Not Your Grandma's Nonna: How Older Women In Italy Are Reclaiming Their Age

Women in Italy are living longer than ever. But severe economic and social inequality and loneliness mean that they urgently need a new model for community living – one that replaces the "one person, one house, one caregiver" narrative we have grown accustomed to.

Not Your Grandma's Nonna: How Older Women In Italy Are Reclaiming Their Age

Italy is home to many elderly people and few young ones.

Barbara Leda Kenny

ROMENina Ercolani is the oldest person in Italy. She is 112 years old. According to newspaper interviews, she enjoys eating sweets and yogurt. Mrs.

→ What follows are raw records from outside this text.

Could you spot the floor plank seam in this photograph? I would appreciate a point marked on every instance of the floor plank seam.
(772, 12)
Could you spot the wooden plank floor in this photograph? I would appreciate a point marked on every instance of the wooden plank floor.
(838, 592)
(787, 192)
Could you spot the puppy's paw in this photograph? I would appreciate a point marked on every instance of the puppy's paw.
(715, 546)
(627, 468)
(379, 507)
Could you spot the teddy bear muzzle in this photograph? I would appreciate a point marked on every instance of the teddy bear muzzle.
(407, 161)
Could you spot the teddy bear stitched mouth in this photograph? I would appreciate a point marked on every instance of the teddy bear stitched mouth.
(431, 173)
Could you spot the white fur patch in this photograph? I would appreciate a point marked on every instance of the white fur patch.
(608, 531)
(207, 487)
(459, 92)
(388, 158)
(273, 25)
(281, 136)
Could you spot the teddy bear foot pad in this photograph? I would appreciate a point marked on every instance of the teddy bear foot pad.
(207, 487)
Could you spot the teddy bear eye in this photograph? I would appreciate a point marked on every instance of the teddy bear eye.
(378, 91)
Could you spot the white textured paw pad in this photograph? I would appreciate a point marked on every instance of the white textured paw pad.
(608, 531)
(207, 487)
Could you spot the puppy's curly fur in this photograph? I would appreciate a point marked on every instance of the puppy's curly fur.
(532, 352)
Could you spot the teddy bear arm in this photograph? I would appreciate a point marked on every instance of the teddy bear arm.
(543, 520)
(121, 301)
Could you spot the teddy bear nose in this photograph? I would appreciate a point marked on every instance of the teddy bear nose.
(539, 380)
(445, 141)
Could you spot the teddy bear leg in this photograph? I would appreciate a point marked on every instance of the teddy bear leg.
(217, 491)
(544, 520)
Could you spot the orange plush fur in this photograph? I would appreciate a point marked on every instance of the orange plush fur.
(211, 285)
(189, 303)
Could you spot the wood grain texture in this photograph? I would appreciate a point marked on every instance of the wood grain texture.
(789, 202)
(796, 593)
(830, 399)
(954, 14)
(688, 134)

Nina is not alone: over the past three years, there has been an exponential growth in the number of centenarians in Italy. With over 20,000 people who've surpassed the age of 100, Italy is in fact the country with the highest number of centenarians in Europe.

Life expectancy at the national level is already high. Experts say it can be even higher for those who cultivate their own gardens, live away from major sources of pollution, and preferably in small towns near the sea. Years of sunsets and tomatoes with a view of the sea – it used to be a romantic fantasy but is now becoming increasingly plausible.

Centenarians occupy the forefront of a transformation taking place in a country where living a long life means being among the oldest of the old. Italy is the second oldest country in the world, and it ranks first in the number of people over eighty. In simple terms, this means that Italy is home to many elderly people and few young ones: those over 65 make up almost one in four, while children (under 14) account for just over one in 10. The elderly population will continue to grow in the coming years, as the baby boomer generation, born between 1961 and 1976, is the country's largest age group.

But there is one important data set to consider when discussing our demographics: in general, women make up a slight majority of the population, but from the age of sixty onwards, the gap progressively widens. Every single Italian over 110 years old is a woman.